Page Type Page Type: Route
Location Lat/Lon: 44.08200°N / 113.733°W
Additional Information Route Type: Scramble
Additional Information Time Required: Most of a day
Additional Information Difficulty: Class IV
Sign the Climber's Log


This climb starts from the Sawmill Gulch or Lone Cedar Creek

To get to Sawmill Gulch
Head north on 93 from Mackay 13.1 miles
Head right on Sawmill Gulch for 2.7 miles (Where the road will end)
From there it is easy hiking for a bit (On a old jeep trail)

Lone Cedar Creek
Head north on 93 from Mackay 11 miles
Head northeast for 2 miles where the road will end
From there you will have to bushwhack to Leatherman Pass

Route Description

From Sawmill Gulch
It is about 2 miles to Sawmill Pass and then another mile to Leatherman Pass.
Head directly up the ridge aiming for a spot several hundred feet below the summit, where you will encounter some class 4 rotten rock and then the summit.

Roundtrip is 8 miles and 5,000 vertical feet of climbing

From Lone Cedar
It is about 3 miles of bushwhacking to get to Leatherman Pass
Stay on the east (right) side as much as possible
From the pass head directly up the ridge aiming for a spot several hundred feet below the summit, where you will encounter some class 4 rotten rock and then the summit.

Roundtrip 8 miles and 5,000 vertical feet

Essential Gear


All of your water (None in route)

Trekking poles

The class 4 section is short so no rope is required.

If you climb outside of Mid-June to Mid-September I strongly recommend crampons & axe.

Miscellaneous Info

If you have information about this route that doesn't pertain to any of the other sections, please add it here.

Additions and CorrectionsPost an Addition or Correction

Viewing: 1-3 of 3

doug rice - Sep 14, 2005 6:28 pm - Hasn't voted

Route Comment

The route is not technical but far from a walkup.
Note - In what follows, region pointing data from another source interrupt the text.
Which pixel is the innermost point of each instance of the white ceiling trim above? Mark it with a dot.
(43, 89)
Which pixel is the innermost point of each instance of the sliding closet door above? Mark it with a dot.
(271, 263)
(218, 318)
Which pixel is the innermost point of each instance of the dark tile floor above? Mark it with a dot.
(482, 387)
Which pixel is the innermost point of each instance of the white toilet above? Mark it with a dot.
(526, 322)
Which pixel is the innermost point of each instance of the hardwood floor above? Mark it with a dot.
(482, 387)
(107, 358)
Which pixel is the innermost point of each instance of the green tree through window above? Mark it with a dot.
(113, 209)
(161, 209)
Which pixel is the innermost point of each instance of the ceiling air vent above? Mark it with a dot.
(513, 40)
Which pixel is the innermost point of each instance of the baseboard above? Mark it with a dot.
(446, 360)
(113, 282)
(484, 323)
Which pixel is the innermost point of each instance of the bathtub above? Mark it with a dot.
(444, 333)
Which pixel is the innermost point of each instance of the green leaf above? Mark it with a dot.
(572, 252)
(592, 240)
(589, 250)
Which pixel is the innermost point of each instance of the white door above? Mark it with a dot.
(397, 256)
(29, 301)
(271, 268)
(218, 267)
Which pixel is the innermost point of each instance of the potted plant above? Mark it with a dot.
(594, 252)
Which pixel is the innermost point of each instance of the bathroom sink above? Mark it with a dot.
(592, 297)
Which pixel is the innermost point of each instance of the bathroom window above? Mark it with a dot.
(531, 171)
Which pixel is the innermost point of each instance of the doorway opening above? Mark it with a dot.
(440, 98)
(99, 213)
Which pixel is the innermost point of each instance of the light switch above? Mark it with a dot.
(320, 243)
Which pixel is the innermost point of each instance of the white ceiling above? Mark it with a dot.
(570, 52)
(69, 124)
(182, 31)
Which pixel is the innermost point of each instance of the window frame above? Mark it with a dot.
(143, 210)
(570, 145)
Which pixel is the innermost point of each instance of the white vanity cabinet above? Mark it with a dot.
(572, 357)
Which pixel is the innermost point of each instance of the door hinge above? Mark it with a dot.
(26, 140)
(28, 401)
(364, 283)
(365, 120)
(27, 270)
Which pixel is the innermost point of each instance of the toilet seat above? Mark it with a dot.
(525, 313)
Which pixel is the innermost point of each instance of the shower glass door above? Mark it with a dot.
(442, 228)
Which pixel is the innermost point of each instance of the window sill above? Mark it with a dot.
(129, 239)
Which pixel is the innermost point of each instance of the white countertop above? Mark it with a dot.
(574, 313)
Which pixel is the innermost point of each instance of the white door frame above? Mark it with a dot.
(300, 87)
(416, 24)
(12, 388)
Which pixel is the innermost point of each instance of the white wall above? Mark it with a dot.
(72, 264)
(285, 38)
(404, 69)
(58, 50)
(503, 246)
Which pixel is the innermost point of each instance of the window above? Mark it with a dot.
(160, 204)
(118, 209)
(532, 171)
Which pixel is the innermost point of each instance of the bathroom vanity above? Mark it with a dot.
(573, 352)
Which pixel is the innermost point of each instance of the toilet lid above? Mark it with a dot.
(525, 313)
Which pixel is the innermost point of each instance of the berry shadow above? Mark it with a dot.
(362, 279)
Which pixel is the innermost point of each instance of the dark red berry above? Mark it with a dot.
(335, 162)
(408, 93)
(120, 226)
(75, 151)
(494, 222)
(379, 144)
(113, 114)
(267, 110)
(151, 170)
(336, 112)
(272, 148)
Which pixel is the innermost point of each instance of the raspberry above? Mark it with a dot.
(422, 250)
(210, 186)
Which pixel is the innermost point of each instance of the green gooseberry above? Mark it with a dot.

The first part consists of an uphill on scree, swinging right to bypass a light-colored crag. Then to the ridge and a rock step, solid class 3 at least and high enough for a fall to break bones. Above that is a maze of crumbling crags and steep, unstable slopes of sharp-edged talus. You expend a lot of energy watching every step and making route decisions at each crag: around to the left, the right, or straight up? Which is least taxing and least likely to lead to a dead end? In general, bypass obstacles on the ridge to the left. The descent is slow and prone to rockfall. I downclimbed the rock step rather than take my chances down one of the steep gullies. Only after that can one relax.


rok_doc - Nov 13, 2005 10:29 pm - Hasn't voted

Route Comment

We climbed Leatherman Peak from the SW face. Rolling rocks down avalanche chutes were a hazard, just wanted to make other climbers aware. Be careful and have fun!!


pmcgrane - Aug 16, 2006 12:14 am - Hasn't voted

Wrong Route

The route discribed is the West Ridge, not the Southwest Face. Look at your map. The Southwest face climbs 1000 feet of scree followed by a gully on the right side of the SW face. The gully gets progressively steeper. The last 20 feet are almost vertical and rotten. Then exit right to the E ridge about 100 feet below the summit. The steep part is pretty scary because the rock is very loose and a fall at the crux would have serious consequences.